Furthermore a key difference between lex/yacc consume/parse/render engines (e.g. a compiler) and match/transform engines (like wikis) is this:
- consume/parse/render engines take a piece of text (from a lexer), when it's matched add to stack, periodically match a grammar rule against the stack and reduce the size of the stack, applying any code, and replacing the top of the stack with a new item. Two key points come out of this - the output of a lex doesn't directly affect any specific reduce action, and the result of a reduce doesn't result in the source text being changed earlier in the stream. (Text later in the source stream can be changed potentially, but not earlier) Given lexing rules generally result in a single match this means that one lexing rule cannot affect another. This means that the languages these parsers cope with best are context-free, non-ambiguous languages.
- In match/transform, the entire text is matched against a pattern. Each match is put through a transform, throughout the entire text. This means that repeated rewrite rules can, and do impact the meaning of other language rules. (In some systems this can be useful - such as the substitution of a variable prior to WikiWord linking, in others it can be a pain - such as generating CDML and the resulting markup hitting forced link syntax rules) This means that the majority of languages wikis use are context-sensitive languages. Not only this some wiki languages are ambiguous when viewed from context-free system tools. This ambiguity is normally resolved by producing a wiki implementation and having that order of evaluation as the language definition.
This impacts a WikiInterchangeFormat in that essentially what a WIF needs to convey is meaning, which can be ignored by a second wiki. Traditionally the simplest way of doing this would be to exchange a parse tree - the abstract syntax tree for the document, and allow the second wiki to simplify the content it doesn't understand to just plain text. In a consume/parse/render system such a model is relatively simple since the AST will normally exist, and we just need to do a tree walk.

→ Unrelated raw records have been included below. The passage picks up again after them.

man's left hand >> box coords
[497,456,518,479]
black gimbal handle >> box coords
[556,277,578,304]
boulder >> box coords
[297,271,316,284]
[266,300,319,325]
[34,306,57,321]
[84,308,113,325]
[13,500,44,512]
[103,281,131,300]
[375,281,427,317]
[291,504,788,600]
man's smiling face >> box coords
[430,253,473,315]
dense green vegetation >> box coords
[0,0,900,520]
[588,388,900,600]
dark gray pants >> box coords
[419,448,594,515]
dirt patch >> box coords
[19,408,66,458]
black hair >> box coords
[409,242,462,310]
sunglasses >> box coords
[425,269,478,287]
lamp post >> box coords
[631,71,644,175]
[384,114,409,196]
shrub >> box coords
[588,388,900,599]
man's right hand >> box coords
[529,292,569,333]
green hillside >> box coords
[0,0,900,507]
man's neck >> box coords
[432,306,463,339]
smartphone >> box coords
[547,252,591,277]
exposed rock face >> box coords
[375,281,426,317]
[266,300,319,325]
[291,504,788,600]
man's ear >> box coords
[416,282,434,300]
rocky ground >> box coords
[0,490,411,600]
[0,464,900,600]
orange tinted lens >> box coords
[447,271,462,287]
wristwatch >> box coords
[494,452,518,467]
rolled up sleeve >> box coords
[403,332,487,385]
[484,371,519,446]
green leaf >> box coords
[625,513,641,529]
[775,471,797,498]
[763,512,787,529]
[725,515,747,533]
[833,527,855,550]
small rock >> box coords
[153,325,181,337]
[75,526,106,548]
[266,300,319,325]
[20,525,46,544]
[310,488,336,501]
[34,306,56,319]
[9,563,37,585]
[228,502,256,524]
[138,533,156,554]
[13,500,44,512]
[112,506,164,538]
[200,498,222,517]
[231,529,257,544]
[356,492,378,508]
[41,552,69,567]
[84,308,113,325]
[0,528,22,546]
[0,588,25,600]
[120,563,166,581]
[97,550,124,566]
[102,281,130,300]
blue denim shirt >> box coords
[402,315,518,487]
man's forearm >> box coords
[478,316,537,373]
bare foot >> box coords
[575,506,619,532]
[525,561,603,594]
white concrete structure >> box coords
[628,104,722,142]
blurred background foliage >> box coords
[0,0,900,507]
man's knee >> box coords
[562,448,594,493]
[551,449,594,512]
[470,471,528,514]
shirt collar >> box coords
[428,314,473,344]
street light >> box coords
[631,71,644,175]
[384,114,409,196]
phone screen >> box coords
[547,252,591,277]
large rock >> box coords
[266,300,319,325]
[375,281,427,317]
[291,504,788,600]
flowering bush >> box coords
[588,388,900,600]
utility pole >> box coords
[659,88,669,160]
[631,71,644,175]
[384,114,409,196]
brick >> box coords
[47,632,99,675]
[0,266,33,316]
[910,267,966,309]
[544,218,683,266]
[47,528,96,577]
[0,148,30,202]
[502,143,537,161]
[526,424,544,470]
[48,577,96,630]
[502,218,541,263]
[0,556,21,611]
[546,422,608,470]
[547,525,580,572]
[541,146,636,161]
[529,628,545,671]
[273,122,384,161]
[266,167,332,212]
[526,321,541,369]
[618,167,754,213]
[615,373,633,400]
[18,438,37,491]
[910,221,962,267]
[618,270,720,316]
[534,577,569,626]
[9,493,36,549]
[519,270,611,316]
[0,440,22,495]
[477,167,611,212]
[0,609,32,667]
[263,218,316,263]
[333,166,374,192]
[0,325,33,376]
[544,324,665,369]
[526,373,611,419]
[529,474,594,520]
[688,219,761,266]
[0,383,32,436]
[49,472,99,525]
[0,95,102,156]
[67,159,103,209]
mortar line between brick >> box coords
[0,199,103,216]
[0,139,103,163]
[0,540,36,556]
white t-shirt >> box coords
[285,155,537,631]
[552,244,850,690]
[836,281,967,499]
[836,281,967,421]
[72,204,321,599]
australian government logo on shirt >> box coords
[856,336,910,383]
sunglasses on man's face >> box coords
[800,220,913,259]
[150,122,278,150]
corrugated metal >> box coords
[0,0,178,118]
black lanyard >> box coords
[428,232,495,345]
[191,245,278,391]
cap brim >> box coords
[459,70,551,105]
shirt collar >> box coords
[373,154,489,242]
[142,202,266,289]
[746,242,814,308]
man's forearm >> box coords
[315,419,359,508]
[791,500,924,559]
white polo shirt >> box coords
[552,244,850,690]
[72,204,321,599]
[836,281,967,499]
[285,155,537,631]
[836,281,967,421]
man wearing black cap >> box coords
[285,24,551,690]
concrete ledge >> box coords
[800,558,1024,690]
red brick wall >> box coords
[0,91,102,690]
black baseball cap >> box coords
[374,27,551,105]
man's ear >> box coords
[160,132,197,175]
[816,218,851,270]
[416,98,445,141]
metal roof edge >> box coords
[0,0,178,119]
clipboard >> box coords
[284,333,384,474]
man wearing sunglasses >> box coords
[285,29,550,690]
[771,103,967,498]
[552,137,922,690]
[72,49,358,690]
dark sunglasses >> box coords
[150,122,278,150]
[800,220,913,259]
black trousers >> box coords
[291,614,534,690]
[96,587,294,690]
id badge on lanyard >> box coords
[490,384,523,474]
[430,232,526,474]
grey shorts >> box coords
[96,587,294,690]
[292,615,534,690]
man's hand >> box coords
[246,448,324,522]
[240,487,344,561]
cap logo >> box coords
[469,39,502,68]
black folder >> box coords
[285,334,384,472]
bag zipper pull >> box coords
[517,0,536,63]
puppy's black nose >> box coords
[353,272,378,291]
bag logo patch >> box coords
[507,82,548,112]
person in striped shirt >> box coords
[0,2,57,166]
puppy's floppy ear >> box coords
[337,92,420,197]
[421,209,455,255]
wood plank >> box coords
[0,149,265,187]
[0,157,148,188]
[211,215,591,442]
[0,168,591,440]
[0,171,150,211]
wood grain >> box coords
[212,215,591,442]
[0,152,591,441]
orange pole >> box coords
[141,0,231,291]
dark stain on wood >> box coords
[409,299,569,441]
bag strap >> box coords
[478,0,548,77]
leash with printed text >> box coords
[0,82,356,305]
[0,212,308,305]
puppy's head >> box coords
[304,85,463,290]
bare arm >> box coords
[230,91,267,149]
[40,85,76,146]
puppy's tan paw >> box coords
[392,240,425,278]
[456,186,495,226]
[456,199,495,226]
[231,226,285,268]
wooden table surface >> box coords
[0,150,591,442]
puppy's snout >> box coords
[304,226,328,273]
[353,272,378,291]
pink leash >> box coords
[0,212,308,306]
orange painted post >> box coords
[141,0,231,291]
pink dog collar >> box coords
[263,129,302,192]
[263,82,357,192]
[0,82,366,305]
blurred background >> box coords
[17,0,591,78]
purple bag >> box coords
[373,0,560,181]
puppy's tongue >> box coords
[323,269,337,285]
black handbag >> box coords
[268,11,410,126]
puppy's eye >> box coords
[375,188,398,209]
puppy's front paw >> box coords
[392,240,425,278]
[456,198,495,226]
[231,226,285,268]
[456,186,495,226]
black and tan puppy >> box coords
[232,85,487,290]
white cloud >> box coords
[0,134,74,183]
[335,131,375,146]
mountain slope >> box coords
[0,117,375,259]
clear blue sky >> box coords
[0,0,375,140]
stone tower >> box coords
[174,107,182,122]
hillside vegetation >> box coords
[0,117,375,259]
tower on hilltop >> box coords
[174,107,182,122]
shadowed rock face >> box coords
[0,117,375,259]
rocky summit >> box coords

In the case of a Match/Transform system we need to modify every match/transform pair in the system to help us build the AST. Unlike a standard AST which would be created in parallel with the original datasource with a match/transform system, this decision has to be embedded in the transformation. The ability to "just dump the AST" doesn't apply - since it never gets built.
On the languages defined:
- If I define 10 lexing rules, and 100 grammar rules in a lex/yacc system, I define 1 language
- If I define 110 match/transform rules in a wiki style rewrite system, unless I define an evaluation order (rare - normally the code is the documentation here), I define O(factorialStyelFunction(110)) languages. Usemod has 185 match/transform rules (taking a build from last year), TWiki has well over 1000. Many of the implicitly defined languages will look and act the same, but border cases will often occur.
This means two wiki implementations can use precisely the same syntax, but have completely different languages due to evaluation sequence - as a result simply exchange the original markup between the two can cause problems. (This also affects upgrades and rewrites of wikis.)
An interesting side effect is that if you are able to extract the AST from a wiki through appropriate repeated match/transform rules (perhaps by interception), then you gain the ability to optimise the wiki rendering process. (Apply the match/transform context-senstive parsing on the way to disk to serialise the AST, and on the way out from disk using a context free consumer/parse/render system to transform to a target format). Furthermore such an approach future-proofs the content from changes to the parser. (Consider that changing the order of 10 markup rules in usemod/TWiki would result in a different language, and hence different parsing results. Simply inserting an extra rewrite rule somewhere in the middle changes the language significantly.)
I'm still not certain on how far this impacts things like a WikiInterchangeFormat and other things, but it struck me as significant enough to document seperately.